The Boleyn Wife by Brandy Purdy
“Another Tudor book?” you’re probably thinking, “I thought you had Tudor fatigue?” Well, yes, I sort of do, but I agreed to review this book before I said that. Plus, even though I have Tudor-fatigue, I still find it almost impossible to pass them by. In fact, I just requested another one. But I’m not just taking straight Tudor books anymore, they have to have an angle. The one I just requested centers around Elizabeth’s governess, and “The Boleyn Wife” is told from the perspective of Jane Boleyn.
Jane loves her husband George Boleyn beyond all reason. Unfortunately, the only woman he has eyes for is his sister Anne who is being courted by King Henry. Most of you know the story from there: Henry changes the religion of England to divorce his wife and marry Anne, Anne fails to produce sons and gets on Henry’s nerves, Henry looks for a way to get rid of Anne and Jane provides him with testimony that sends Anne, George, and others to their deaths.
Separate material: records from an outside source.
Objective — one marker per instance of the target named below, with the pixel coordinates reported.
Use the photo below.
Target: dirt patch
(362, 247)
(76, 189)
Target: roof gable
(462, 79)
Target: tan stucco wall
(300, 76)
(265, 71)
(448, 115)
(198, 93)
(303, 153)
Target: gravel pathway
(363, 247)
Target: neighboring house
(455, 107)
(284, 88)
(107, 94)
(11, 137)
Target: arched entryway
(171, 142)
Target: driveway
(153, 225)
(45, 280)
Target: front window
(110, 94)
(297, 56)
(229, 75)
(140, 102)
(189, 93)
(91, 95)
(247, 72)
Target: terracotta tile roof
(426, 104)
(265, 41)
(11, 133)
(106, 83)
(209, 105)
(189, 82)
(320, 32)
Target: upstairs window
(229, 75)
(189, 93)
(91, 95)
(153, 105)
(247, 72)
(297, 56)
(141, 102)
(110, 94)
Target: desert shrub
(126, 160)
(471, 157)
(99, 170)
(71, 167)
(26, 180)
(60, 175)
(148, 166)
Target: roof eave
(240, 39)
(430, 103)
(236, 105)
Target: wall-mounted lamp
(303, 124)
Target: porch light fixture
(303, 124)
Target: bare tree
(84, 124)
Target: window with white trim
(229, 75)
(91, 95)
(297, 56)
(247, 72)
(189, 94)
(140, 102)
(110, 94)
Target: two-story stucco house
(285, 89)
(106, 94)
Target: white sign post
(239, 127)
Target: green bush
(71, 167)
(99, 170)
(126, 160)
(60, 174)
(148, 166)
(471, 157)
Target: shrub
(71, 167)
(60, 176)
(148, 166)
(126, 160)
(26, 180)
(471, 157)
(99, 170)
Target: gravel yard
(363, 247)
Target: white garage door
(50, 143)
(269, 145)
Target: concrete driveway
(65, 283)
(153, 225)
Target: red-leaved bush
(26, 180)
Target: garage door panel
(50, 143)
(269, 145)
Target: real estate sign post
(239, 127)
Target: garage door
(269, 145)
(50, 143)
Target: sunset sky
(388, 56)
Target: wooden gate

Three queens later, Jane helps Katherine Howard cuckold Henry with Thomas Culpepper and ends up in the Tower and on the block herself.
I have mixed feelings about this book. On one hand, it kept me very engaged, especially considering it is the umpteenth book about the Tudors I’ve read. On the other hand, there were certain things that really drew me out of the story. At one point Mary Boleyn is exiled to Hever pregnant with Henry’s child, a few pages later she is back at court participating in a masque with Anne. It wasn’t entirely clear how much time had passed, so it may have been that her exile had ended, but that wasn’t explained and confused for a moment. It also surprised me that Jane Boleyn would describe Jane Seymour as ‘housewifely,’ but looking into it, ‘housewife’ has evidently been in use since the 13th century, so I suppose that is not anachronistic as it originally seemed to me.
I’d say I would have really enjoyed it overall, but there were a couple of things that really bothered me. The repetition of the untrue rumor of Anne having a sixth finger is getting really old, and I wish novelists would stop repeating it. Then there was Jane Boleyn having Thomas Cromwell’s child. And Katherine Howard and Anne of Cleves as lovers. Those last two things almost made me wish the book had ended with Anne and George’s deaths.
I’m really torn, “The Boleyn Wife” was well-written and engaging, but there were some crazy additions that out-Philippa Gregory’d Philippa Gregory that really bugged me. If you don’t mind some pretty significant liberties taken with your historical fiction, then you’ll probably enjoy this book.